The building has no electricity or heat; the rooms turn pitch-black during December’s nearly 14-hour nights. And the apartment needed basic upgrades. “There was no door when we came here,” Mr. Saleh said. “We brought the door.”
There are no windows, either. Mr. Saleh covered the open holes with blankets and sheets.
In spite of this, as he paced the small space on a recent night, he offered a strange form of real-estate pride. The building is three rooms’ thick, he said, and his apartment is not on the top floor.
That matters. At night, the family huddles together on thin mattresses on the center room’s floor, knowing that their location in the building’s interior improves prospects for survival if an artillery shell hits either side of the building or the roof.

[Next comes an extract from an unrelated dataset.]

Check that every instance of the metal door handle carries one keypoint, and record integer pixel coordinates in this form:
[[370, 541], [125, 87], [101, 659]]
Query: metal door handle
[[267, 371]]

But many of the Salehs’ troubles cannot be solved by shelter. One of their sons has a heart condition and needs the attention of a cardiologist. The specialist lives on the other side of the front lines, in a neighborhood occupied by the army.
When Mr. Saleh tried to take his son there, the soldiers stopped him. “At the checkpoint they said, ‘You gave food to the F.S.A.,’ ” he said. “I said, ‘How can I give food to the F.S.A. when I don’t have food myself?” ”
The soldiers blocked the way, even though, he said, the truth was the other way around. “Now when the F.S.A. downstairs gets food, they give us some,” he said.
In the chilly room, two small candles burned, casting the concrete walls in a faint orange glow. Outside, a cold rain fell. In the distance, artillery boomed.
Mr. Saleh rattled off what he and his family faced: No heat, no electricity, no money, no medicine, no doctor and no home, except this unlit, borrowed room.
The children sat silently, under shared blankets, bundled in thick clothes. Their father’s soft voice filled the space.
“We don’t know how we will survive the winter,” Mr. Saleh said. “We wait for the mercy of God.”